Helper: op_literal()

This helper function op_literal() actually manipulates the R language itself to repetitively use a binary operator like + across many operands...even though a binary operator typically accepts only two operands. Calling op_literal(`+`, w, x, y, z) will actually generate this expression here: w + x + y + z.
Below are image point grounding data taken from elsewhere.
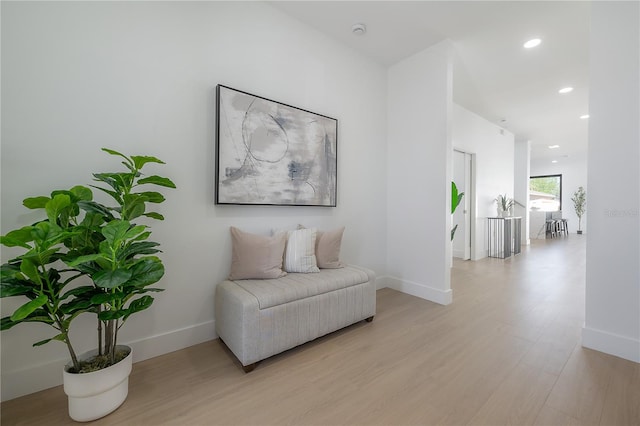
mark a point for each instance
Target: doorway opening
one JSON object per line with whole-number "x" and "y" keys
{"x": 463, "y": 243}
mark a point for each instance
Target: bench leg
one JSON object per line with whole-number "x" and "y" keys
{"x": 249, "y": 368}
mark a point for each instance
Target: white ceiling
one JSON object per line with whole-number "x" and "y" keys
{"x": 494, "y": 75}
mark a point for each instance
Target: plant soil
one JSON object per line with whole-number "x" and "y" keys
{"x": 99, "y": 362}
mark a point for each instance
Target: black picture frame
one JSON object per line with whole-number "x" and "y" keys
{"x": 271, "y": 153}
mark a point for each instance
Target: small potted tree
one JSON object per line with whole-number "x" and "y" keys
{"x": 579, "y": 204}
{"x": 83, "y": 238}
{"x": 456, "y": 198}
{"x": 504, "y": 205}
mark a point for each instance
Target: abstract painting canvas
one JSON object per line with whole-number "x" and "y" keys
{"x": 269, "y": 153}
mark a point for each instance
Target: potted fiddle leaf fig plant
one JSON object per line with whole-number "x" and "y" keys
{"x": 456, "y": 198}
{"x": 505, "y": 204}
{"x": 83, "y": 238}
{"x": 579, "y": 204}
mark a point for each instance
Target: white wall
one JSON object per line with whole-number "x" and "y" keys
{"x": 140, "y": 77}
{"x": 419, "y": 174}
{"x": 494, "y": 152}
{"x": 612, "y": 313}
{"x": 574, "y": 175}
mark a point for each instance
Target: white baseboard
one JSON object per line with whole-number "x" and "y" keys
{"x": 33, "y": 379}
{"x": 419, "y": 290}
{"x": 612, "y": 344}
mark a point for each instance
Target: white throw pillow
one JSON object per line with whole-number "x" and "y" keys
{"x": 299, "y": 254}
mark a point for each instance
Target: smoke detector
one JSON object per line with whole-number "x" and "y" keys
{"x": 359, "y": 29}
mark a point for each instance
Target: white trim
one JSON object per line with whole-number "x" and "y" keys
{"x": 419, "y": 290}
{"x": 23, "y": 382}
{"x": 613, "y": 344}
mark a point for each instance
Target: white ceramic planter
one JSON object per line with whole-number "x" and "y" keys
{"x": 94, "y": 395}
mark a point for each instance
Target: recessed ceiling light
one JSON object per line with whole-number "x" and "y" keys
{"x": 359, "y": 29}
{"x": 532, "y": 43}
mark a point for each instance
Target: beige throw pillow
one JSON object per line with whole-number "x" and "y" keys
{"x": 328, "y": 245}
{"x": 328, "y": 249}
{"x": 299, "y": 255}
{"x": 256, "y": 256}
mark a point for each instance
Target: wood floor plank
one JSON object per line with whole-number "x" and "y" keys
{"x": 506, "y": 352}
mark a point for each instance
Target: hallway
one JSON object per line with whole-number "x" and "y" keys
{"x": 506, "y": 352}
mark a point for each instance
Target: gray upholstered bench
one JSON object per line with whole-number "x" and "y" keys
{"x": 260, "y": 318}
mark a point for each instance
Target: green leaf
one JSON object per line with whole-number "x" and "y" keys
{"x": 73, "y": 262}
{"x": 82, "y": 193}
{"x": 48, "y": 234}
{"x": 111, "y": 279}
{"x": 115, "y": 231}
{"x": 145, "y": 247}
{"x": 6, "y": 323}
{"x": 56, "y": 205}
{"x": 146, "y": 272}
{"x": 19, "y": 237}
{"x": 93, "y": 207}
{"x": 142, "y": 236}
{"x": 44, "y": 257}
{"x": 133, "y": 206}
{"x": 152, "y": 197}
{"x": 23, "y": 311}
{"x": 36, "y": 202}
{"x": 140, "y": 161}
{"x": 106, "y": 298}
{"x": 157, "y": 180}
{"x": 138, "y": 305}
{"x": 121, "y": 182}
{"x": 115, "y": 195}
{"x": 154, "y": 215}
{"x": 8, "y": 289}
{"x": 135, "y": 231}
{"x": 76, "y": 305}
{"x": 28, "y": 268}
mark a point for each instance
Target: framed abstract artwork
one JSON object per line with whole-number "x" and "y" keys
{"x": 270, "y": 153}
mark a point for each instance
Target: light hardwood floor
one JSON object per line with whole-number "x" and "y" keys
{"x": 506, "y": 352}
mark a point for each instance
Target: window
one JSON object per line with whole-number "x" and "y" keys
{"x": 545, "y": 193}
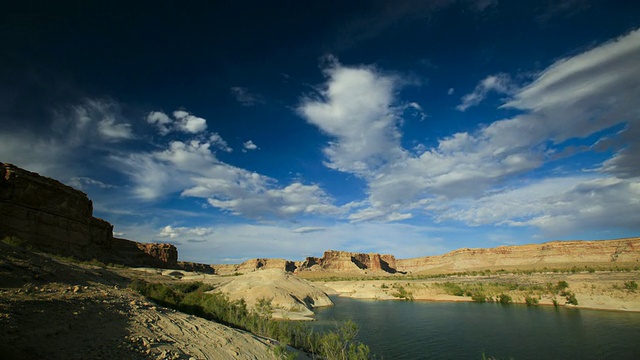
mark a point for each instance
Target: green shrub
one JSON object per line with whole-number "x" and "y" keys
{"x": 402, "y": 293}
{"x": 452, "y": 289}
{"x": 631, "y": 285}
{"x": 571, "y": 298}
{"x": 530, "y": 300}
{"x": 192, "y": 298}
{"x": 561, "y": 285}
{"x": 504, "y": 299}
{"x": 479, "y": 297}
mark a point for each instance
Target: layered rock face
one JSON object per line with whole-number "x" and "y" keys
{"x": 57, "y": 218}
{"x": 535, "y": 255}
{"x": 253, "y": 265}
{"x": 333, "y": 260}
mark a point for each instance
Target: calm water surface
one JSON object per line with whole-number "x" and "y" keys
{"x": 438, "y": 330}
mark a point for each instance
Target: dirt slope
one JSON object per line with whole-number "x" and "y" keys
{"x": 50, "y": 309}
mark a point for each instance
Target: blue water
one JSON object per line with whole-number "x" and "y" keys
{"x": 439, "y": 330}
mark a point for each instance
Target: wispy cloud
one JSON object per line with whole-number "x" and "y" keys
{"x": 182, "y": 121}
{"x": 499, "y": 83}
{"x": 245, "y": 97}
{"x": 224, "y": 186}
{"x": 475, "y": 177}
{"x": 249, "y": 145}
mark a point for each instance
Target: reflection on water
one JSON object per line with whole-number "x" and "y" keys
{"x": 438, "y": 330}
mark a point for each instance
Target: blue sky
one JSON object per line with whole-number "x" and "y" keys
{"x": 250, "y": 129}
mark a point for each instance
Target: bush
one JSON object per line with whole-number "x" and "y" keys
{"x": 631, "y": 285}
{"x": 479, "y": 297}
{"x": 504, "y": 299}
{"x": 402, "y": 293}
{"x": 453, "y": 289}
{"x": 571, "y": 298}
{"x": 193, "y": 299}
{"x": 530, "y": 300}
{"x": 561, "y": 285}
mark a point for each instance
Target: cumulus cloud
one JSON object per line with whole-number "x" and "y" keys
{"x": 191, "y": 169}
{"x": 79, "y": 182}
{"x": 356, "y": 108}
{"x": 178, "y": 232}
{"x": 477, "y": 177}
{"x": 556, "y": 205}
{"x": 218, "y": 142}
{"x": 249, "y": 145}
{"x": 91, "y": 120}
{"x": 245, "y": 97}
{"x": 499, "y": 83}
{"x": 61, "y": 144}
{"x": 182, "y": 122}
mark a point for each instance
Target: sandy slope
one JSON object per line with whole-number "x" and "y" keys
{"x": 600, "y": 290}
{"x": 291, "y": 297}
{"x": 55, "y": 310}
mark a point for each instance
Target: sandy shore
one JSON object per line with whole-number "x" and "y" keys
{"x": 599, "y": 290}
{"x": 51, "y": 309}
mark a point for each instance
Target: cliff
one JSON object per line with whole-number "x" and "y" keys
{"x": 333, "y": 260}
{"x": 58, "y": 219}
{"x": 550, "y": 254}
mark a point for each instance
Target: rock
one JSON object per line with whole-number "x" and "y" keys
{"x": 333, "y": 260}
{"x": 547, "y": 254}
{"x": 58, "y": 219}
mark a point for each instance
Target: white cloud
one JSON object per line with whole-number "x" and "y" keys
{"x": 245, "y": 97}
{"x": 234, "y": 243}
{"x": 499, "y": 83}
{"x": 356, "y": 108}
{"x": 218, "y": 142}
{"x": 249, "y": 145}
{"x": 308, "y": 229}
{"x": 60, "y": 147}
{"x": 556, "y": 205}
{"x": 161, "y": 120}
{"x": 182, "y": 121}
{"x": 189, "y": 123}
{"x": 179, "y": 232}
{"x": 472, "y": 176}
{"x": 193, "y": 170}
{"x": 108, "y": 128}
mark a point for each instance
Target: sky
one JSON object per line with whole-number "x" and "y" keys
{"x": 245, "y": 129}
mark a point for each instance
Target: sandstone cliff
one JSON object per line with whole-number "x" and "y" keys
{"x": 550, "y": 254}
{"x": 58, "y": 219}
{"x": 333, "y": 260}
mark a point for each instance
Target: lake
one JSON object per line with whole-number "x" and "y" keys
{"x": 440, "y": 330}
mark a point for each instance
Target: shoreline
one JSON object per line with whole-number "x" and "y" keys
{"x": 593, "y": 291}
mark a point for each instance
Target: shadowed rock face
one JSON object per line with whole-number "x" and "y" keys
{"x": 57, "y": 218}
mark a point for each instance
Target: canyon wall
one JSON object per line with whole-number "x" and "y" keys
{"x": 333, "y": 260}
{"x": 550, "y": 254}
{"x": 57, "y": 218}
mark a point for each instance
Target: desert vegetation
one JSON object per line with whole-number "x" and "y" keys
{"x": 194, "y": 298}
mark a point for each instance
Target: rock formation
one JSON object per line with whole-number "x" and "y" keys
{"x": 283, "y": 289}
{"x": 333, "y": 260}
{"x": 550, "y": 254}
{"x": 57, "y": 218}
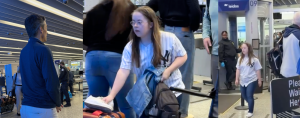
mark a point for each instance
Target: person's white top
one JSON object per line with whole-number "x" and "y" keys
{"x": 171, "y": 48}
{"x": 291, "y": 54}
{"x": 18, "y": 79}
{"x": 248, "y": 72}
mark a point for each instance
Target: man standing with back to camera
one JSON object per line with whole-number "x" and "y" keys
{"x": 181, "y": 17}
{"x": 40, "y": 83}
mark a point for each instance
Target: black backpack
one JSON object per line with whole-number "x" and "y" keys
{"x": 164, "y": 102}
{"x": 275, "y": 56}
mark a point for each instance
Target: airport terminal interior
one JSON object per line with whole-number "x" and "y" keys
{"x": 65, "y": 21}
{"x": 268, "y": 19}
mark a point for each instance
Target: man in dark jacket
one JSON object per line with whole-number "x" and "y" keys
{"x": 40, "y": 83}
{"x": 227, "y": 58}
{"x": 181, "y": 17}
{"x": 291, "y": 48}
{"x": 64, "y": 80}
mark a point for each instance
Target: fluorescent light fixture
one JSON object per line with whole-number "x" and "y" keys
{"x": 19, "y": 40}
{"x": 52, "y": 51}
{"x": 53, "y": 10}
{"x": 49, "y": 32}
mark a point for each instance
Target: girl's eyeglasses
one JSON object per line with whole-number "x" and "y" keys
{"x": 138, "y": 23}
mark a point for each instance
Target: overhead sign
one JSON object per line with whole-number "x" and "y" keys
{"x": 241, "y": 28}
{"x": 233, "y": 5}
{"x": 285, "y": 94}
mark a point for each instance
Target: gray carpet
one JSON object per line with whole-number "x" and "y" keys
{"x": 226, "y": 101}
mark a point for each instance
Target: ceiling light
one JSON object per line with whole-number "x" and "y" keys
{"x": 19, "y": 40}
{"x": 53, "y": 10}
{"x": 52, "y": 51}
{"x": 49, "y": 32}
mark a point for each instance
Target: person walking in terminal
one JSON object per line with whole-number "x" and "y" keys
{"x": 150, "y": 47}
{"x": 210, "y": 39}
{"x": 227, "y": 58}
{"x": 291, "y": 48}
{"x": 248, "y": 75}
{"x": 64, "y": 80}
{"x": 181, "y": 17}
{"x": 105, "y": 33}
{"x": 40, "y": 84}
{"x": 17, "y": 84}
{"x": 71, "y": 80}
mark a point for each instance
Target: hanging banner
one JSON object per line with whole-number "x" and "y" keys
{"x": 233, "y": 5}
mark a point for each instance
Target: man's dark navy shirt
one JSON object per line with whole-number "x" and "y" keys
{"x": 40, "y": 82}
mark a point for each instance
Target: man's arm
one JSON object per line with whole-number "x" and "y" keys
{"x": 221, "y": 52}
{"x": 206, "y": 25}
{"x": 153, "y": 5}
{"x": 50, "y": 76}
{"x": 195, "y": 14}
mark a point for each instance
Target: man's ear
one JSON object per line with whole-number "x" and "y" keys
{"x": 151, "y": 25}
{"x": 41, "y": 30}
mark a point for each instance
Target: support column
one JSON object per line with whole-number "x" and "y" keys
{"x": 223, "y": 20}
{"x": 252, "y": 23}
{"x": 233, "y": 30}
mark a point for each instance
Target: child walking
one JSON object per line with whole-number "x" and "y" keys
{"x": 150, "y": 47}
{"x": 248, "y": 75}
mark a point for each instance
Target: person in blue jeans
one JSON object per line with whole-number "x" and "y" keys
{"x": 248, "y": 75}
{"x": 181, "y": 17}
{"x": 150, "y": 47}
{"x": 105, "y": 33}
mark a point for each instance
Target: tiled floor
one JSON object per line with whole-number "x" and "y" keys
{"x": 262, "y": 108}
{"x": 199, "y": 107}
{"x": 75, "y": 111}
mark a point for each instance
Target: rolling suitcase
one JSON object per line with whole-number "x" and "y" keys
{"x": 7, "y": 103}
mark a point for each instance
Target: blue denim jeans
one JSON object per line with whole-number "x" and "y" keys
{"x": 247, "y": 94}
{"x": 101, "y": 69}
{"x": 187, "y": 69}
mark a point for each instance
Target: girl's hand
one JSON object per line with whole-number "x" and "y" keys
{"x": 236, "y": 82}
{"x": 108, "y": 99}
{"x": 166, "y": 75}
{"x": 259, "y": 83}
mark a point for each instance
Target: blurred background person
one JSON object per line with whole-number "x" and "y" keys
{"x": 71, "y": 80}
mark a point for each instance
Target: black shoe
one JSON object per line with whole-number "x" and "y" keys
{"x": 67, "y": 105}
{"x": 227, "y": 85}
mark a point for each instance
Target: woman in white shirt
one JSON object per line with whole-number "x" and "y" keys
{"x": 248, "y": 75}
{"x": 150, "y": 47}
{"x": 18, "y": 90}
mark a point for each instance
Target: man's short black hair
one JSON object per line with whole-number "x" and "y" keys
{"x": 62, "y": 63}
{"x": 33, "y": 23}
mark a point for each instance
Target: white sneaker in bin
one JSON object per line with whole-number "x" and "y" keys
{"x": 98, "y": 103}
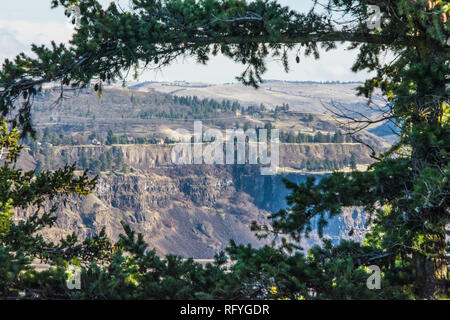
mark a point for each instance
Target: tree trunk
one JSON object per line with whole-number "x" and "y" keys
{"x": 433, "y": 267}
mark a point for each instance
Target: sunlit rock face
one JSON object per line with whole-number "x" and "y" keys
{"x": 191, "y": 210}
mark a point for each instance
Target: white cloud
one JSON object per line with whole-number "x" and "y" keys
{"x": 18, "y": 35}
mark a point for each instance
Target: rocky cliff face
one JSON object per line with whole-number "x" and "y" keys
{"x": 192, "y": 210}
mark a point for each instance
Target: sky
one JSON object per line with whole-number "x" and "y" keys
{"x": 23, "y": 22}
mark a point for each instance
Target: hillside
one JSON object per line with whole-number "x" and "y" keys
{"x": 193, "y": 210}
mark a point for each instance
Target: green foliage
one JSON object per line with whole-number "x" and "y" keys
{"x": 405, "y": 193}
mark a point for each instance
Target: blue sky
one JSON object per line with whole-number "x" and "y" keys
{"x": 23, "y": 22}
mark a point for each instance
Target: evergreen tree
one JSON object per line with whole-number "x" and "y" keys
{"x": 406, "y": 191}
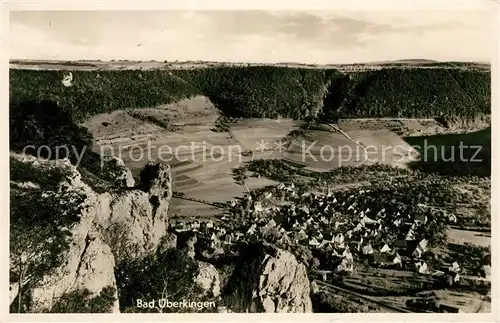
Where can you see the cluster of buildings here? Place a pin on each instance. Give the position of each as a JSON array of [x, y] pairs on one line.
[[344, 227]]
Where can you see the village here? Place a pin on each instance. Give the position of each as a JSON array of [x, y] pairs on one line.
[[339, 229]]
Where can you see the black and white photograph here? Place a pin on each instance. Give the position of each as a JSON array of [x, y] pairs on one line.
[[250, 161]]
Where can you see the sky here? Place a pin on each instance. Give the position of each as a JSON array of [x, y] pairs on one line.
[[326, 37]]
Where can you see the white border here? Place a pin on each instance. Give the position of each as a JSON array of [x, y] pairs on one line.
[[6, 6]]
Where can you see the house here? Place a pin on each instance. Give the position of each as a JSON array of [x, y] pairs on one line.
[[366, 220], [301, 235], [422, 267], [420, 219], [345, 265], [338, 224], [228, 239], [347, 254], [314, 288], [444, 308], [420, 249], [258, 207], [367, 250], [339, 239], [271, 224], [454, 268], [410, 235], [358, 227], [285, 239], [386, 259], [252, 229], [487, 272], [313, 243], [385, 248]]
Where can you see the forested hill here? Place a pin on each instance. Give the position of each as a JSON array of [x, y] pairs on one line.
[[267, 91]]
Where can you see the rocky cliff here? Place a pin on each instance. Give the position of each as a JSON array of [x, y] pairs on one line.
[[66, 238], [269, 280]]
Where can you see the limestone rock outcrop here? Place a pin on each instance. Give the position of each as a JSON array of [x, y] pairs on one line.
[[276, 281], [116, 170], [65, 237], [208, 278]]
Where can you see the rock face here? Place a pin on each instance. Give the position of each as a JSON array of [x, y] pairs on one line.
[[100, 229], [274, 278], [115, 169], [208, 278]]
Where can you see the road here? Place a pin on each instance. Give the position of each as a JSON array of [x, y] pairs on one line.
[[337, 128], [379, 303]]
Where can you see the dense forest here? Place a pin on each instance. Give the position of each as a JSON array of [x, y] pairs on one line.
[[266, 91]]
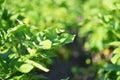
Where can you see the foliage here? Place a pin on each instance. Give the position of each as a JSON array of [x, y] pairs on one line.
[[48, 13], [101, 26], [24, 47]]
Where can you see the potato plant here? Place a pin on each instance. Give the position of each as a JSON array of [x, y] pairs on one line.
[[101, 26], [23, 48]]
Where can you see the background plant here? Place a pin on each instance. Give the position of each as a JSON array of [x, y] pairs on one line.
[[23, 48]]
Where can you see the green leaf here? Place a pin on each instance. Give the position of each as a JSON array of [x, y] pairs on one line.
[[116, 56], [117, 43], [37, 65], [46, 44], [1, 1], [25, 68]]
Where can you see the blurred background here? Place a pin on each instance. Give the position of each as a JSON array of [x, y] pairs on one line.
[[95, 23]]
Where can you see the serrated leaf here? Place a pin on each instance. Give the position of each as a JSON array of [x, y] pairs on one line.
[[37, 65], [116, 56], [25, 68], [46, 44]]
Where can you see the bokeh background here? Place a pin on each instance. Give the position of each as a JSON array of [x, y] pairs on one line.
[[96, 23]]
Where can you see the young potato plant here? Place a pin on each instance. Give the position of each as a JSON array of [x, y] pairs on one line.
[[102, 27], [24, 48]]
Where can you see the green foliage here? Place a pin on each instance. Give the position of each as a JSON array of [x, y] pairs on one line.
[[24, 48], [101, 27], [48, 13], [101, 23]]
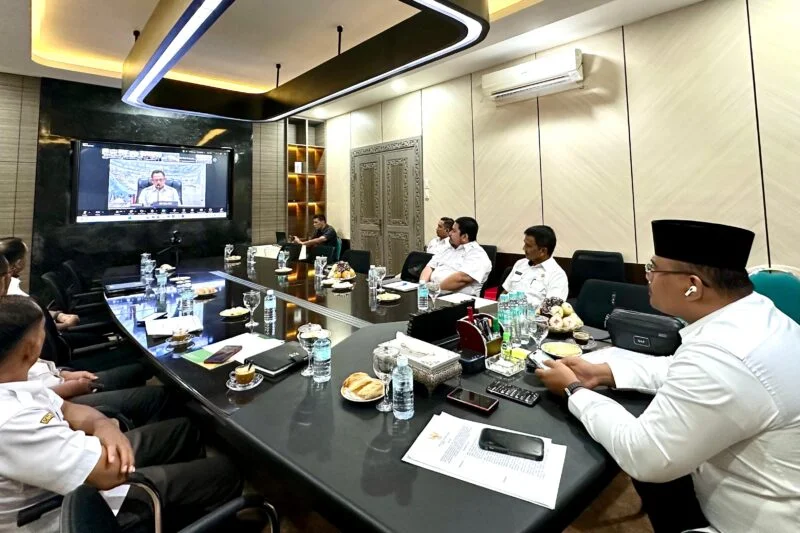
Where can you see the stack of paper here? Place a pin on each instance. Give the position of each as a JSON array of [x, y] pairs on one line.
[[422, 355], [252, 344], [458, 297], [165, 326], [449, 445]]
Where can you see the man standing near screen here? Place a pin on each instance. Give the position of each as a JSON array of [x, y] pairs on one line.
[[159, 192]]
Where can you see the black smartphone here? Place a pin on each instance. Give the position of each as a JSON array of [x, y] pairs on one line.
[[151, 316], [474, 400], [222, 355], [525, 446]]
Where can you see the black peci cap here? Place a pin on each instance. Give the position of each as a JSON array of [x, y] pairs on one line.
[[702, 243]]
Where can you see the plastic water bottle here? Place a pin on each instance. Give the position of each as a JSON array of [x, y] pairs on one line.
[[422, 296], [269, 308], [402, 389], [502, 311], [321, 352]]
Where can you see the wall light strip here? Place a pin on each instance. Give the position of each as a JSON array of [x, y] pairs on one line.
[[210, 10]]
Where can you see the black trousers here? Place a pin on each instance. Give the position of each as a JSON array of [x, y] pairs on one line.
[[672, 507], [170, 454], [142, 405]]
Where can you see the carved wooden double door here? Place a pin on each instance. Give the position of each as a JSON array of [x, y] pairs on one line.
[[386, 201]]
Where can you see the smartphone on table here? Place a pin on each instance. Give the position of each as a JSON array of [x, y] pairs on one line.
[[222, 355], [506, 442]]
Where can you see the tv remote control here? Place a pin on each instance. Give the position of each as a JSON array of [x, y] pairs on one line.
[[526, 397]]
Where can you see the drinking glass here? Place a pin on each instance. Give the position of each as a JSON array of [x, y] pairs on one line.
[[434, 290], [539, 326], [384, 359], [306, 335], [251, 299], [380, 273], [161, 278]]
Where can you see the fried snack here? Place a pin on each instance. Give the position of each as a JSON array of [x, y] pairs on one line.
[[370, 391], [353, 377]]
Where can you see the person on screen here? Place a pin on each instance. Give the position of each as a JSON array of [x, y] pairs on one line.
[[159, 191]]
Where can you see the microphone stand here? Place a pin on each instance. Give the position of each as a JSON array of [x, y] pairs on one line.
[[175, 246]]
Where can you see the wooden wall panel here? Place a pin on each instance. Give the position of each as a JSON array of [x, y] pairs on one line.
[[337, 180], [693, 127], [401, 117], [775, 28], [507, 181], [366, 126], [586, 178], [447, 152]]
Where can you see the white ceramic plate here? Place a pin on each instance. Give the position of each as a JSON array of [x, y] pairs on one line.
[[561, 349], [351, 396]]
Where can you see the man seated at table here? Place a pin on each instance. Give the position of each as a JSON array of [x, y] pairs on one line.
[[718, 444], [463, 266], [324, 234], [159, 192], [53, 446], [538, 275], [442, 240], [15, 251]]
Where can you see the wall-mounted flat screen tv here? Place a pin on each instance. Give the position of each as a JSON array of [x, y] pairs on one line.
[[125, 182]]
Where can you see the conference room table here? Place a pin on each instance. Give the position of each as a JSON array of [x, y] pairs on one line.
[[343, 458]]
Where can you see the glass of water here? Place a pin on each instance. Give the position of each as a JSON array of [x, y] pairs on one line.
[[538, 328], [434, 290], [380, 273], [384, 359], [251, 300], [307, 335]]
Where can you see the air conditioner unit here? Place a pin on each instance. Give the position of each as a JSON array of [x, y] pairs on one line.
[[551, 74]]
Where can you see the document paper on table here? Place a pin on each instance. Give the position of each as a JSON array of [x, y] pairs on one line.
[[449, 445]]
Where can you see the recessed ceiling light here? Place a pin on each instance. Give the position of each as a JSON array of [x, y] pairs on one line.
[[399, 86]]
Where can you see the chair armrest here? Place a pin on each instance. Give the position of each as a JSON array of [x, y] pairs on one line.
[[35, 512], [96, 347], [218, 517]]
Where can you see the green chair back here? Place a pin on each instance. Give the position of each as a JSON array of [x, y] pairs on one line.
[[783, 288]]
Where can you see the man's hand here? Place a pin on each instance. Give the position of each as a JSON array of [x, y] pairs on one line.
[[591, 375], [557, 376], [118, 447], [81, 374], [67, 320]]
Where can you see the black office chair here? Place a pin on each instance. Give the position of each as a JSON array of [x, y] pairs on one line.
[[589, 264], [359, 260], [599, 297], [85, 511], [413, 266], [293, 249], [175, 184], [491, 251], [325, 251]]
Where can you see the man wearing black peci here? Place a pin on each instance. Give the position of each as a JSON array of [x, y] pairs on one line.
[[324, 234]]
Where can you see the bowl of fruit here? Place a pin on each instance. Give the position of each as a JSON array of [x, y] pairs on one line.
[[342, 271], [562, 318]]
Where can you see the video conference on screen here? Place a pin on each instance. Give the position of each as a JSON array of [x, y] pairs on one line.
[[129, 182]]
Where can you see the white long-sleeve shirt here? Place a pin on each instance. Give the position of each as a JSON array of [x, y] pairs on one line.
[[726, 410]]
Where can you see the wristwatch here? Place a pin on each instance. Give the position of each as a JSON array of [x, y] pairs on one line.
[[572, 388]]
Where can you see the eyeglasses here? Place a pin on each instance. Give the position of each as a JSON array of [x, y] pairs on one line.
[[650, 269]]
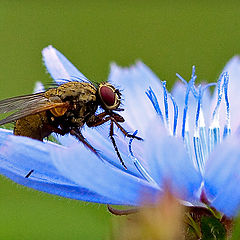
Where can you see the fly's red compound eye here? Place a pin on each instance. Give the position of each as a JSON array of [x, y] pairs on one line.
[[107, 95], [110, 97]]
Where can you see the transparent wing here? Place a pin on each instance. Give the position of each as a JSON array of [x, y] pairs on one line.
[[60, 68], [26, 105]]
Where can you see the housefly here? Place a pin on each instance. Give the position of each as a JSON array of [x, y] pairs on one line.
[[66, 109]]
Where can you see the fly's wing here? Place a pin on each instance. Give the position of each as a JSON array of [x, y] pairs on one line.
[[26, 105], [60, 68]]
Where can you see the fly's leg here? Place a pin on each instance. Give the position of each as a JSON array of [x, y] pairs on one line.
[[101, 119], [116, 119], [80, 137]]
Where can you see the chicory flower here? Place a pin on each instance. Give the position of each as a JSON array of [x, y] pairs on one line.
[[190, 140]]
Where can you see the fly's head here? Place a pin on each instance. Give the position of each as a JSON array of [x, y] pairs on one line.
[[110, 97]]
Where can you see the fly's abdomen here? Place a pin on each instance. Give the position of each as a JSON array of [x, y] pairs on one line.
[[33, 126]]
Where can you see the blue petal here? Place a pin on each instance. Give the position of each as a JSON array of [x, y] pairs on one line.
[[222, 176], [233, 69], [99, 139], [59, 67], [134, 82], [19, 155], [168, 162], [100, 177], [38, 87]]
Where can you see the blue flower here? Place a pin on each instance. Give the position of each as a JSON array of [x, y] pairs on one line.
[[190, 141]]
# Helper function to arbitrarily repeat a binary operation (like '+').
op_literal <- function(op, ...) {
    # Capture the operator as a symbol.
    op_sym <- rlang::ensym(op)
    # Count the operands.
    n_dots <- rlang::dots_n(...)
    
    # Recursive case: a binary operator cannot handle this many arguments.
    if(n_dots > 2) {
        # Split off the final operand.
        dots <- rlang::exprs(...)
        dots_last <- dots[[n_dots]]
        dots <- dots[-n_dots]
        
        # Perform recursion for the remaining operands.
        op_left <- rlang::inject(op_literal(
            op = !!op_sym,
            ... = !!!dots
        ))
        
        # Assemble recursive results into the full operation.
        substitute(op(op_left, dots_last))
    }
    # Base case: the binary operator can handle 2(-) arguments.
    else {
        substitute(op(...))
    }
}

Note

Since op_literal() generates an expression, you still need to evaluate it if you want the result:

op_exp <- op_literal(`+`, 1, 2, 3, 4)
op_exp
#> 1 + 2 + 3 + 4

eval(op_exp)
#> [1] 10

Custom Function: print.f()

Next, this custom print.f() then leverages op_literal() to assemble the formula:

# Your custom 'print.f()' function.
print.f <- function(data, var1, ..., group) {
    # Capture the core variables as symbols.
    group_var <- rlang::ensym(group)
    other_vars <- rlang::ensym(var1)
    
    # Count the additional variables.
    n_dots <- rlang::dots_n(...)
    
    # Append those other variables if they exist.
    if(n_dots > 0) {
        other_vars <- rlang::inject(op_literal(op = `+`, !!other_vars, ...))
    }
    
    # Assemble the formula.
    formula_exp <- rlang::inject(~ !!other_vars | !!group_var)
    
    # Generate the table according to that formula.
    table1::table1(
        formula_exp,
        data = data
    )
}

Result

Given your dataset reproduced here

dataset <- data.frame(
    ID = c(1, 1, 2, 2, 3, 3, 4, 4),
    group = c("gp1", "gp2", "gp1", "gp2", "gp1", "gp2", "gp1", "gp2"),
    col1 = c(0, 1, 1, 1, 0, 1, 1, 0),
    col2 = c(0, 0, 1, 1, 1, 1, 0, 0),
    col3 = c(1, 0, 1, 0, 1, 1, 1, 0)
)

your call to print.f()

print.f(dataset, col1, col2, col3, group = group)

should yield the following visualization:

Note

As it stands, you have defined the group parameter at the end of your function header. This means that if you try calling print.f() like so

print.f(data = dataset, var = col1, col2, col3, group)

then you will get an error: without the group = specification, that final variable gets lumped together with col2 and col3, all under the ... umbrella. This will generate a bad formula:

~ col1 + col2 + col3 + group | 

To avoid the pain of having to type out group = every time, you can simply relocate it before the ..., like so:

print.f <- function(data, group, var1, ...) {
  #                       ^^^^^

Once you've done so, the following call will work as you intended:

print.f(dataset, group, col1, col2, col3)